Once again we find a major health care provider, this time famed $2.9 BILLION Scripps Health, engaging in layoffs as part of a reorganization that will address revenue shortfalls and the an uncertain competitive environment. Although Scripps CEO Chris Van Gorder did not cite the number of layoffs that will occur in 2018, he did say that layoffs would happen at an administrative and leadership levels. The health care enterprise employees 15,000 people, 3,000 physicians, and an unknown number of contract personnel.

CEO Van Gorder cites insurance companies reduced contracting rates and the increasing price competition for patients with high deductibles. Also cited was a $20 million budget shortfall, said to be the first indication of trouble ahead and the first such shortfall in the past 15 years.  Troubling, but not catastrophic for a private not-for-profit health care organization that sees a substantial financial revenue stream from its investment portfolio.

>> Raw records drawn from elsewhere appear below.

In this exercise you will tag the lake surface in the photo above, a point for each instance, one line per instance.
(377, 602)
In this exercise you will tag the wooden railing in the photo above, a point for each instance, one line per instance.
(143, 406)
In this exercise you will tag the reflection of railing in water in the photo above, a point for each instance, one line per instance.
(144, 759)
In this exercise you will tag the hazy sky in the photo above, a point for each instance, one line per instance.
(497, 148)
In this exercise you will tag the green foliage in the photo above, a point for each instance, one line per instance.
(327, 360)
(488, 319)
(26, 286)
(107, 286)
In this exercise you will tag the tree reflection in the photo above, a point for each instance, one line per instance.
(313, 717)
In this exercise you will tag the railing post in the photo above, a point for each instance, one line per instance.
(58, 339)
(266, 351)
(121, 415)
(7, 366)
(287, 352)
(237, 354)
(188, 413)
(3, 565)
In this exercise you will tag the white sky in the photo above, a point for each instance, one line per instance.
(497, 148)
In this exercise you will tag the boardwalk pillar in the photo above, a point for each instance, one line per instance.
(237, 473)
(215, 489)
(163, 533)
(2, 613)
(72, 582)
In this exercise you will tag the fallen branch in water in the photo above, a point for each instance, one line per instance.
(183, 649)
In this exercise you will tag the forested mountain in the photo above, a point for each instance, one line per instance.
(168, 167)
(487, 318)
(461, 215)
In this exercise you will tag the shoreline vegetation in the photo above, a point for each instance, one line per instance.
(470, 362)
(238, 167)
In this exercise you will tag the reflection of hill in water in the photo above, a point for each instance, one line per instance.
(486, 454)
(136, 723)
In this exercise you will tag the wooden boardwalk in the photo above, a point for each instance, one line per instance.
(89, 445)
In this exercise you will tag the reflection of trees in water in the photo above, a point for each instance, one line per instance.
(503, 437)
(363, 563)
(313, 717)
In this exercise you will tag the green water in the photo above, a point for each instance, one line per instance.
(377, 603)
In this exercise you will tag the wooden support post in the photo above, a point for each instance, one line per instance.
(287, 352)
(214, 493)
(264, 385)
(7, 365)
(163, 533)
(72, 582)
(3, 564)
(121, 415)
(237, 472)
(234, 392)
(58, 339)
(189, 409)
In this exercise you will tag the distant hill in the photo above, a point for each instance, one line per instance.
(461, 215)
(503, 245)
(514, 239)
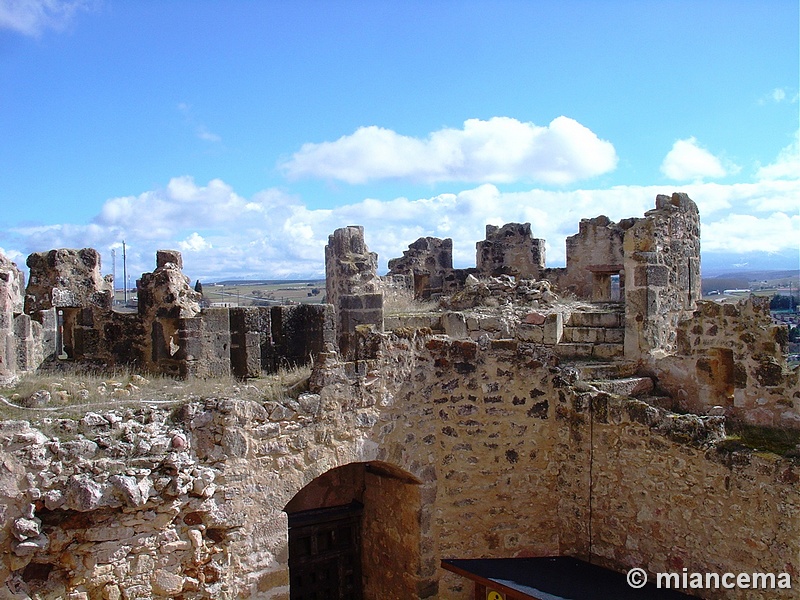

“Healthcare is changing rapidly with huge growth in ambulatory care and reduced utilization of inpatient hospitals --- and given the elimination of the individual mandate under the ACA, the uninsured will once again be growing nationally. It’s important that healthcare organizations proactively change to address these changes and Scripps is doing so with a major restructuring of our organization to (1) reduce costs for our patients; (2) increase the quality of our services even though they are already strong, and; (3) improve our patient experience in both our hospitals and our many ambulatory sites of care. Our organization remains strong financially as we prepare to spend more than $2.6 Billion to improve our facilities and comply with the State Seismic Safety Act – SB 1953 – but changes will be required to maintain that strength and, at the same time, find a way to lower our costs for our patients now and in the future. The changes we are making now will involve our leadership and administrative services. We are still hiring patient care givers.” <Source>

Scripps Health unveiled their new multi-billion dollar master plan in November, 2017 which represents the largest building program in the health care system’s 125-year history and triggers significant construction projects at its hospital campuses across San Diego County (California). According to Van Gorder, the master plan projects will be financed by operating revenues, borrowing and philanthropy. “We are thankful for that. We don’t receive government funding for these projects. It’s the generosity of grateful patients and others that has made us what we are today, and it will be that generosity that will shape us into who we become in the future.” Most of the construction will take place to address seismic replacements and retrofitting to meet state earthquake standards. In January, 2017, Scripps notified the State of California of its intent to borrow $168.5 million under the auspices of the California Health Facility Financing Authority with loan maturities up to 40 years. This program provides a borrower with access to low interest rate capital markets through the issuance of tax-exempt and taxable revenue bonds.